Cash is a driving force in the market with latest available figures revealing approximately 54% of all residential transactions in the first nine months were bought outright with cash alone. Cash purchasers include owner occupiers re-entering the market having sold their family homes some time ago, investors interested in achieving a strong yield and non-residents interested in attaining some of the value in the Irish market.

Looking at overall activity in the Cork market, there was a notable increase in the quantity of transactions closed in the first nine months of 2013. A total of 1,967 properties transacted in the Cork region. In comparison 1,678 transactions were recorded in the comparable period of 2012; representing a 17% increase in transaction levels. So it appears the Cork market has turned a corner and the years of falling prices appear to be behind the market. But, it would be foolish to suggest all locations will benefit equally. As in any recovery one can expect the most sought-after locations will enjoy greater price growth.
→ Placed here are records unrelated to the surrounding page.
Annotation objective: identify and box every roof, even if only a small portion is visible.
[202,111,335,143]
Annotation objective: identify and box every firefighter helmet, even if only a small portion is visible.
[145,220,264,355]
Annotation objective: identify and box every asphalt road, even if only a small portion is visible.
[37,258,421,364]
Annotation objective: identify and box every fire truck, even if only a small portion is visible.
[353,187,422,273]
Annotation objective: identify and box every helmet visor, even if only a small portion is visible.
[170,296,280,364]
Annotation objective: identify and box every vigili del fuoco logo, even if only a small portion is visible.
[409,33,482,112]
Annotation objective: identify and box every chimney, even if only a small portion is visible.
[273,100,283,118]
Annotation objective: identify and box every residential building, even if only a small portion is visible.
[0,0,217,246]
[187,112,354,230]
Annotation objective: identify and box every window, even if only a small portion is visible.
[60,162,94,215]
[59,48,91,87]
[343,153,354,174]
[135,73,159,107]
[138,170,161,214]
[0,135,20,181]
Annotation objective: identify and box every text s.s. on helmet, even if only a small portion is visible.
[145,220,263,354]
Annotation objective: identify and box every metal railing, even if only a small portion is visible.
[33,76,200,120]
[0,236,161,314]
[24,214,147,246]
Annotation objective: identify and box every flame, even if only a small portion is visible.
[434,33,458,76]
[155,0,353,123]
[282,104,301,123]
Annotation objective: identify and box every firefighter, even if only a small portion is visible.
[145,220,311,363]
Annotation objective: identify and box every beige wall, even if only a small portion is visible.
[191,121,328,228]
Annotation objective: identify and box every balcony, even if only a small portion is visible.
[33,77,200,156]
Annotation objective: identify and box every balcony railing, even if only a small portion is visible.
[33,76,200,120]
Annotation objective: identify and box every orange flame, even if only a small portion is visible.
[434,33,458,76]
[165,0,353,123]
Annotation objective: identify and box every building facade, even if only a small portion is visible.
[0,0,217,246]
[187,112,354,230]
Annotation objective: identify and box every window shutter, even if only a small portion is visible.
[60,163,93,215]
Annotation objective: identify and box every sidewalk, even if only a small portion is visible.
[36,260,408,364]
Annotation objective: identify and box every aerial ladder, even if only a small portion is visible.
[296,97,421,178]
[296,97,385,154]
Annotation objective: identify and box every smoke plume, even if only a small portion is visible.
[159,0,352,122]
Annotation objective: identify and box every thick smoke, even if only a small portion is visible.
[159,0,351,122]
Family homes are performing best, however, there is also evidence of price inflation in the apartment market in quality schemes in the better locations.

Looking to the year ahead it would seem that without any significant uplift in supply, that price inflation will remain a feature of the market in 2014. The potential for some further upward pressure is evident as consumers become frustrated by the lack of supply, leading to an increase in multiple bidding in sought after locations. As such there is a real need for the market to begin to deliver the right product, family homes, in the established suburbs to stabilise price inflation.

The continuation of the CGT relief for 2014 may result in a strong investor appetite, impacting on the apartment market. In conclusion it seems that 2013 was a game changing year for the Cork market and we are looking forward to 2014 with growing confidence.